Ilú Obá de Min é um afro-bloco brasileiro fundado em novembro de 2004 em São Paulo pelas percussionistas Beth Beli, Girlei Miranda e Adriana Aragão. O nome do grupo, em uma interpretação poética do iorubá, traduz-se como "mãos femininas que tocam para o Rei Xangô", refletindo sua missão central de empoderar as mulheres por meio da música e ocupar os espaços públicos com a cultura afro-brasileira. Formado inicialmente para aumentar a participação feminina na percussão, o Ilú Obá de Min cresceu e se tornou um movimento cultural significativo, compreendendo aproximadamente 400 membros, incluindo um conjunto de percussão, grupo de dança e pernas de pau.

O afro-bloco é renomado por abrir anualmente as festividades de rua do Carnaval de São Paulo, apresentando desfiles vibrantes que celebram as tradições, a história e figuras negras femininas de destaque da cultura afro-brasileira. Homenageadas anteriores incluem Elza Soares, Marielle Franco, Lia de Itamaracá, Sueli Carneiro e Carolina Maria de Jesus. Além do Carnaval, o Ilú Obá de Min realiza atividades educativas, oficinas e apresentações ao longo do ano, visando à transformação social e ao fortalecimento das identidades e do patrimônio cultural das mulheres negras. A organização opera como um ecossistema afrocêntrico, valorizando os mais velhos e promovendo um senso de sororidade.

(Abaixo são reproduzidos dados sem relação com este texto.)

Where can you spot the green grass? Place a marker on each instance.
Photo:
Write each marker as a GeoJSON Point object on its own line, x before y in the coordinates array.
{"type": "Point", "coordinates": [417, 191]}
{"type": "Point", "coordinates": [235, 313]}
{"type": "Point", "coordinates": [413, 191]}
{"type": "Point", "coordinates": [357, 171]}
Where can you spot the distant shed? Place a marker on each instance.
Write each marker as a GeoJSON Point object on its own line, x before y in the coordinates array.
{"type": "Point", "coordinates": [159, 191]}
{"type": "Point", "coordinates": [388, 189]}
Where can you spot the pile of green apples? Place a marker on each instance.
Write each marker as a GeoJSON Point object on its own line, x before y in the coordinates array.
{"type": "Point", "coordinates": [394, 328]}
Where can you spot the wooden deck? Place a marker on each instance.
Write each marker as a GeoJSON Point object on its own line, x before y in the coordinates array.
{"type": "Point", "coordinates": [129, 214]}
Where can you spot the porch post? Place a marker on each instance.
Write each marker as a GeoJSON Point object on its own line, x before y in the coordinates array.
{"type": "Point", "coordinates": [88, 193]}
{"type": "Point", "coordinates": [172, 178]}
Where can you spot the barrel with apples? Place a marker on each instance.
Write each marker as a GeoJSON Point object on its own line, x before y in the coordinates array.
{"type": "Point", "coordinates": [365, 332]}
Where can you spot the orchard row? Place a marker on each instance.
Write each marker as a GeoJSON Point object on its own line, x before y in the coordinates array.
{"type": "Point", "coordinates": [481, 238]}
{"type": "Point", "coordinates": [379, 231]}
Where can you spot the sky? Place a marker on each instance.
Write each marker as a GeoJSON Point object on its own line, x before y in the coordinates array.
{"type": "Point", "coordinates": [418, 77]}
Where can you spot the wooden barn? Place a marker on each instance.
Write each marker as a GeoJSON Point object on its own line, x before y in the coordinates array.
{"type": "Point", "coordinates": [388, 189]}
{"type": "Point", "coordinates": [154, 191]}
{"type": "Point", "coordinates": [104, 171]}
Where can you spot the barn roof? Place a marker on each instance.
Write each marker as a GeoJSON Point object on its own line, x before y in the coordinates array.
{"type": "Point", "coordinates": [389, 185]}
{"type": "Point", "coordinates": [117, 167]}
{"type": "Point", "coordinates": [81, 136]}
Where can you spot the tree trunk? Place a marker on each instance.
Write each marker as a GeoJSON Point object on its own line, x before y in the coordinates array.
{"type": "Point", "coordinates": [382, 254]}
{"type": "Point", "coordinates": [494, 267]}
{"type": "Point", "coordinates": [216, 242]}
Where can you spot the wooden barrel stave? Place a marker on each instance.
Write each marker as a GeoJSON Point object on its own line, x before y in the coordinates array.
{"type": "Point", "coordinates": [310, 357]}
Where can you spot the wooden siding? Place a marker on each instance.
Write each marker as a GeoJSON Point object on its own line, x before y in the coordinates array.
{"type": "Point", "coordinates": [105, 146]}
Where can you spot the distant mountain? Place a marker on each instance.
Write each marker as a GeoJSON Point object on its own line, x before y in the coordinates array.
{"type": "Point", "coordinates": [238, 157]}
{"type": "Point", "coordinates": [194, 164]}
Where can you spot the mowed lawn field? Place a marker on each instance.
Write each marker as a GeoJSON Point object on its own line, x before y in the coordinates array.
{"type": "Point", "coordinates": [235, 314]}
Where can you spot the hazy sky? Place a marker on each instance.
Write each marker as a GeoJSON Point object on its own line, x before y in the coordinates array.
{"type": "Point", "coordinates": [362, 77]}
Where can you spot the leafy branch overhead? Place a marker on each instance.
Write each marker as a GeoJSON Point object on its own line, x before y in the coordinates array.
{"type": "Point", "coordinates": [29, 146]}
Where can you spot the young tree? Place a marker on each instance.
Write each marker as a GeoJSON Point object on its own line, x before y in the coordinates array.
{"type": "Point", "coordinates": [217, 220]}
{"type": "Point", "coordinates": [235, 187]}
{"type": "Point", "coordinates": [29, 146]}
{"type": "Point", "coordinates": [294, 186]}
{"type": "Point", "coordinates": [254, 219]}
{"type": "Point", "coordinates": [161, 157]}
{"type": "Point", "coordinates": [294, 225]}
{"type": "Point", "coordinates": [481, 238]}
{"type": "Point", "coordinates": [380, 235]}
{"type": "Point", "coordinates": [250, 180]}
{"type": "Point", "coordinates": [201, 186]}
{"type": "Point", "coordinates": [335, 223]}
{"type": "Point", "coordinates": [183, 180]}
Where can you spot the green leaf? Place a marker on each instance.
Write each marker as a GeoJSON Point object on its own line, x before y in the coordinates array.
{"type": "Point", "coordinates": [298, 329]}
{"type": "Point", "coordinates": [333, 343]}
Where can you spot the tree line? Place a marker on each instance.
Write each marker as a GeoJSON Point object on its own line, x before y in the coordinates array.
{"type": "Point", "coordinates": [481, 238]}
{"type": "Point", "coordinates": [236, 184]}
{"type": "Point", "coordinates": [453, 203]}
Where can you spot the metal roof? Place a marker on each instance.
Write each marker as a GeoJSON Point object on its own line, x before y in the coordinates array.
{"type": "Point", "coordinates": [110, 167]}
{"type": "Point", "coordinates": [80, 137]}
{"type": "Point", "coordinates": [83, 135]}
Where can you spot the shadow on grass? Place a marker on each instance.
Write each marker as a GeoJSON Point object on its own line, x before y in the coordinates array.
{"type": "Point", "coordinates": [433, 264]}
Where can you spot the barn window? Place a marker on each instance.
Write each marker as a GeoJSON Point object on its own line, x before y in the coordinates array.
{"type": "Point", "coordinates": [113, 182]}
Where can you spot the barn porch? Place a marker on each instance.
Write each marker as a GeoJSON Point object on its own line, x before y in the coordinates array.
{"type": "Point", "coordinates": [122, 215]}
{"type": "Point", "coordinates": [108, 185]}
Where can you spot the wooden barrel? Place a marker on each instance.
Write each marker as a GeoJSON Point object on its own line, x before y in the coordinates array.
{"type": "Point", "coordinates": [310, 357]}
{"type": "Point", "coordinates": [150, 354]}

A influência do Ilú Obá de Min estende-se internacionalmente, com apresentações em países como Colômbia, Bolívia e Estados Unidos, e participação em eventos como o Festival d'Automne em Paris. O trabalho deles está profundamente enraizado na pesquisa e na preservação do patrimônio cultural africano e afro-brasileiro, utilizando a música, a dança e a poesia como veículos de resistência contra o racismo, o sexismo e a discriminação. O compromisso do grupo em amplificar as vozes e histórias das mulheres negras solidifica seu papel como uma força cultural e política vital no Brasil.